Ne jugez pas, etc. — Notre Sauveur, ayant condamné l'esprit mondain en général, se met à interdire tout jugement irréfléchi et défavorable, soit sur le caractère des autres en général, soit sur leurs actions en particulier. Voir Luc 6:37 . Bien qu'il ne fasse pas son discours contre les Pharisiens dans ce chapitre comme dans les deux précédents, il semble évidemment jeter un coup d'œil sur eux dans cette expression et dans d'autres qu'il y emploie.

Qu'ils aient été très coupables de ce chef ressort de Luc 9:14 ; Luc 16:14 et Jean 7:47 ; Jean 7:49 .; comparer Ésaïe 65:5 .

En effet, leurs censures injustes du Christ en sont les exemples les plus forts qui puissent être conçus. Dieu propose et recommande sa miséricorde à notre imitation : il nous commande en cela, dans la miséricorde, d'être parfaits comme lui-même ; mais, le jugement est sa prérogative réservée, et ils en sentiront le poids qui envahissent témérairement son office. Pour juger est un acte de souveraineté; c'est un exercice d'une telle autorité qui est en effet très considérable, si nous en étions réellement en possession.

L'orgueil, parmi ses autres usurpations, s'arroge cette province ; elle nous élève au-dessus de nos frères dans un tribunal imaginaire, d'où nous affectons de distribuer l'éloge ou le blâme dans la sentence que nous prononçons sur eux, et qui est communément à leur désavantage, parce que le premier-né de l' orgueil est la méchanceté : celui qui s'aime plus que il doit aimer les autres moins qu'il ne doit ; et le même principe qui nous fait nous surestimer nous fait sous-estimer nos voisins ; car, comme nos notions d'excellence le sont par comparaison, nous ne pouvons l'attribuer si immodérément à nous-mêmes, qu'à un défaut supposé de celle-ci chez les autres.

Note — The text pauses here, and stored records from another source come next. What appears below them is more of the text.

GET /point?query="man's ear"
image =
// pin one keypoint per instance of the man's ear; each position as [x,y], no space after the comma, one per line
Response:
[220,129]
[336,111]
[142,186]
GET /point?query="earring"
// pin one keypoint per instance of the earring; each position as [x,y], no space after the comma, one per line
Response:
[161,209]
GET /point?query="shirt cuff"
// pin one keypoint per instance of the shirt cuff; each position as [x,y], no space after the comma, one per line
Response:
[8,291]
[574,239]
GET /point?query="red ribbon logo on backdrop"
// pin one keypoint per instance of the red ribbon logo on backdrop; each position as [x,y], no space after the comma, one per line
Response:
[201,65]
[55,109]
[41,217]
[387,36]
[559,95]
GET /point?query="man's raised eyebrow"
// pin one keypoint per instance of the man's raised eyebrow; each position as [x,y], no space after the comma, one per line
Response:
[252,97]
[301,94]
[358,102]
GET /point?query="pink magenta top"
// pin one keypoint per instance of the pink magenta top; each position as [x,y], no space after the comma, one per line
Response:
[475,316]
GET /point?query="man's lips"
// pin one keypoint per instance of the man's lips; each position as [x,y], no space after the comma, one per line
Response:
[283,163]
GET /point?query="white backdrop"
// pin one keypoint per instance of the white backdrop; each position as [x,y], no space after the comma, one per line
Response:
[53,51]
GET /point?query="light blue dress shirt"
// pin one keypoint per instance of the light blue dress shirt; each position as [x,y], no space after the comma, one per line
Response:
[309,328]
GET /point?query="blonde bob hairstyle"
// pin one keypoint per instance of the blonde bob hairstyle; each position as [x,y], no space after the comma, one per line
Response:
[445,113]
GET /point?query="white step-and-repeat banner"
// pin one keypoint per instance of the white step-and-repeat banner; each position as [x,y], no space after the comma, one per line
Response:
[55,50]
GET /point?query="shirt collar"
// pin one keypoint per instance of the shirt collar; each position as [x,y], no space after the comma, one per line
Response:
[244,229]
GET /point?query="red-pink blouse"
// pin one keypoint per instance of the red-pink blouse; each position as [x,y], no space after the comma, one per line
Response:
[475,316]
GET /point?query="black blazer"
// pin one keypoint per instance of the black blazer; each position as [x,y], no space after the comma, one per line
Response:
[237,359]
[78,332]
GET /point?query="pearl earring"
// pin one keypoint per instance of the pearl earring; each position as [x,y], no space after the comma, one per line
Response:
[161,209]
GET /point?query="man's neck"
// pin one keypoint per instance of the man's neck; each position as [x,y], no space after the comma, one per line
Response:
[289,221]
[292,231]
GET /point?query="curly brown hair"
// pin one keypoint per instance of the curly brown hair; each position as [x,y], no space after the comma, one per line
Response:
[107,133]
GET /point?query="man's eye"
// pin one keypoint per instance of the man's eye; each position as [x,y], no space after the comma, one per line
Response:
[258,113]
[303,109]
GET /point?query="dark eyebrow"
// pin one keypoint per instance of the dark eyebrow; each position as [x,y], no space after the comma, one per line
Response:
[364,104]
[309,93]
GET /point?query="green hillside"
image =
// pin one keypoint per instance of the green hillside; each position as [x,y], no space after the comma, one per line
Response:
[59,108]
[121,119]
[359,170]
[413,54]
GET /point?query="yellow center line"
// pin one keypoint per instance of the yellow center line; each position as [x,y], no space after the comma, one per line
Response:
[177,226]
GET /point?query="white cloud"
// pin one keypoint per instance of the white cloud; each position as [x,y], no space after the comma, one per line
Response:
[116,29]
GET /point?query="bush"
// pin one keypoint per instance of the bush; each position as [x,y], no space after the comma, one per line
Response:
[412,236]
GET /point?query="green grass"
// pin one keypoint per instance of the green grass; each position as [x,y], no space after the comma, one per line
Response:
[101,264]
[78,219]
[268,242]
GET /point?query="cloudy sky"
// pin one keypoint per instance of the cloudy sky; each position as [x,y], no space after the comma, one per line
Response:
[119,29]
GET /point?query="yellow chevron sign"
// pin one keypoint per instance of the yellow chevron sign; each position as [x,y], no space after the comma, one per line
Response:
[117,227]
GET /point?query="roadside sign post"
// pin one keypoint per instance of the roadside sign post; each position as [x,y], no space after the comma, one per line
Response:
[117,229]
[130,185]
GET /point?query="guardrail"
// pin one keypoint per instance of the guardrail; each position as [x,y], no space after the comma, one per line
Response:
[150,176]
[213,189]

Leur abaissement semble nous élever plus haut, et nous nous élevons des trophées sur leurs ruines ; et c'est la raison pour laquelle nous nous trompons beaucoup plus souvent au préjudice qu'à l'avantage de notre voisin. La simple ignorance a une chance égale de toute façon : ce qui est jeté dans l'obscurité, et au hasard, pourrait aussi probablement frapper au-dessus qu'en dessous de la marque ; la raison pour laquelle nous y sommes si souvent soumis, c'est la malice de nos cœurs, qui nous fait prendre plaisir à trouver des défauts chez les autres, comme excuses pour nos propres défauts, ou comme repoussoirs à nos vertus.

L'expression, avec quelle mesure tu mets, &c. est proverbiale, et était très en usage parmi les Juifs. Les mots sont certainement les plus horribles. Dieu et l'homme favoriseront les candides et les bienveillants : mais ils doivent s'attendre à un jugement sans pitié, qui ne montre aucune pitié. Voir Heylin, Chemnitz et Beausobre et Lenfant.